EarFun Air Pro 4
Qualcomm QCC3091チップとaptX Lossless対応で高音質を実現しつつ、優れたコストパフォーマンスを誇るが、新興ブランドゆえの信頼性には留意が必要なワイヤレスイヤホン
概要
EarFun Air Pro 4は、2024年に発売されたワイヤレスイヤホンで、Qualcomm QCC3091チップセットを搭載し、aptX LosslessやLDAC、Hi-Res Audioに対応した高音質モデルです。50dBのアダプティブハイブリッドANCやBluetooth 5.4、52時間の長時間再生など、上位機種並みの機能を9,990円という価格で提供しています。VGP 2024金賞を受賞し、日本市場でも高い評価を得ているモデルですが、新興ブランドゆえの信頼性への懸念も指摘されています。
科学的有効性
\[\Large \text{0.7}\]周波数特性はHarmanターゲットカーブに良好に追従しており、8-11kHzの高域で軽微な落ち込みがあるものの、全体的にバランスの取れた特性を示しています。THD(高調波歪率)は0.7%未満であり、イヤホンの理想値(0.05%以下)には及ばないものの、実用上問題となるレベルではありません。

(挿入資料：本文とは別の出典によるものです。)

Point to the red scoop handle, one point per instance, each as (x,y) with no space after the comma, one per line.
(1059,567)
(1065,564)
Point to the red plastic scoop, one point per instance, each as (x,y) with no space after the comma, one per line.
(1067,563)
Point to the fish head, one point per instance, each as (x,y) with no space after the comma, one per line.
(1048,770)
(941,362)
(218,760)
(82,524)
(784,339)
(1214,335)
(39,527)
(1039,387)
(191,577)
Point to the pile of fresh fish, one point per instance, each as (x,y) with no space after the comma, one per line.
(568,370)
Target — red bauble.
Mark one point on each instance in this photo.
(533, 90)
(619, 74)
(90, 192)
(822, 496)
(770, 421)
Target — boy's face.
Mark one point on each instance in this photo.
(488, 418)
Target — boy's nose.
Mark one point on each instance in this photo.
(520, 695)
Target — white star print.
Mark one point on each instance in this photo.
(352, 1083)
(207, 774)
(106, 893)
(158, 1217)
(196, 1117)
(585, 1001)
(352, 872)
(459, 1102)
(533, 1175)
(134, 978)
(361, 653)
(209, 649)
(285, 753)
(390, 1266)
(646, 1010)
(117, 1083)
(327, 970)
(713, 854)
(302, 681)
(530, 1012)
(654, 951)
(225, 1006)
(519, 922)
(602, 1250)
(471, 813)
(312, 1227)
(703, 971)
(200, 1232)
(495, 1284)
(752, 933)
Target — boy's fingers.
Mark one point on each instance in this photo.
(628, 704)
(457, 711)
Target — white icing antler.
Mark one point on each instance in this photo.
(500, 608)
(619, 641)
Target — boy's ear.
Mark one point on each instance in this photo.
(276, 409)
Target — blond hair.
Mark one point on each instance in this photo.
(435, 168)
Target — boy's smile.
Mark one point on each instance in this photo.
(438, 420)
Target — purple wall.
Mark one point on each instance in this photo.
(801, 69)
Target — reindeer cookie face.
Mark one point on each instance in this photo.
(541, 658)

50dBのアダプティブハイブリッドANCは優秀で、イヤホンの遮音性基準における「優秀」レベル(30dB以上)を大幅に上回っています。10mm複合振動板ドライバーによる音響性能も良好で、測定可能な音質改善が確認されています。
技術レベル
\[\Large \text{0.8}\]Qualcomm QCC3091は現世代のプレミアムチップセットであり、aptX LosslessとLDACという、競合する主要な高音質コーデックに両対応している点は技術的に高度です。QuietSmart 3.0による50dBのANC性能は業界上位レベルの技術力を示しています。6マイクアレイによるAIノイズ低減、Bluetooth 5.4対応、マルチポイント接続など、最新技術を適切に統合した設計となっています。OEM品の単純な組み合わせではなく、独自の調整が施された製品であり、技術的な完成度は高いレベルにあります。
コストパフォーマンス
\[\Large \text{1.0}\]9,990円という価格で、aptX LosslessとLDACの両方に対応し、さらに50dBという強力なアクティブノイズキャンセリング機能を搭載した製品は、現在の市場において他に存在しません。同様の機能を持つ上位機種は存在するものの、価格は大幅に高くなります。したがって、本製品は同等以上の機能を持つ製品群の中で実質的に最も安価な選択肢であり、コストパフォーマンスは最高評価の1.0となります。
信頼性・サポート
\[\Large \text{0.4}\]EarFunは比較的新しいブランドであり、長期的な品質実績が不明瞭であるため、信頼性には未知数な部分が残ります。保証期間は標準的ですが、日本国内での修理体制やアフターサポートは大手メーカーと比較して劣る可能性があります。また、主要家電量販店での取り扱いが少ない場合、購入後のサポートを受けにくい状況も考えられます。新興メーカーとして製品の魅力は高いものの、信頼性の面では大手実績のあるメーカーに及ばないのが現状です。
設計思想の合理性
\[\Large \text{0.8}\]Harmanターゲットカーブに基づいた客観的な音質調整を行っており、測定データに基づく科学的なアプローチを採用しています。aptX LosslessやLDACといった高音質コーデックの実装、効果的なANC技術の採用など、聴覚上の音質改善に直結する技術に投資しています。直販モデルによるコスト削減で価格競争力を実現する戦略も合理的です。最新のBluetooth 5.4やAI処理による通話品質向上など、現代的で実用的な機能を適切に組み込んでいます。非科学的な主張や根拠のない音質向上策は見られず、合理的な設計思想に基づいた製品です。
アドバイス
EarFun Air Pro 4は、aptX LosslessやLDACといった最新の高音質コーデックや、強力なANC性能を、優れたコストパフォーマンスで体験したいユーザーにとって、市場で最も魅力的な選択肢の一つです。同等の機能を持つ製品はより高価であり、本製品の価格競争力は際立っています。特に対応デバイスを持つユーザーには、その価値を最大限に享受できるでしょう。ただし、新興ブランドであるため長期的な信頼性には未知数な面があります。購入を検討する際は、販売店の返品・交換ポリシーを事前に確認し、万が一の初期不良に備えることをお勧めします。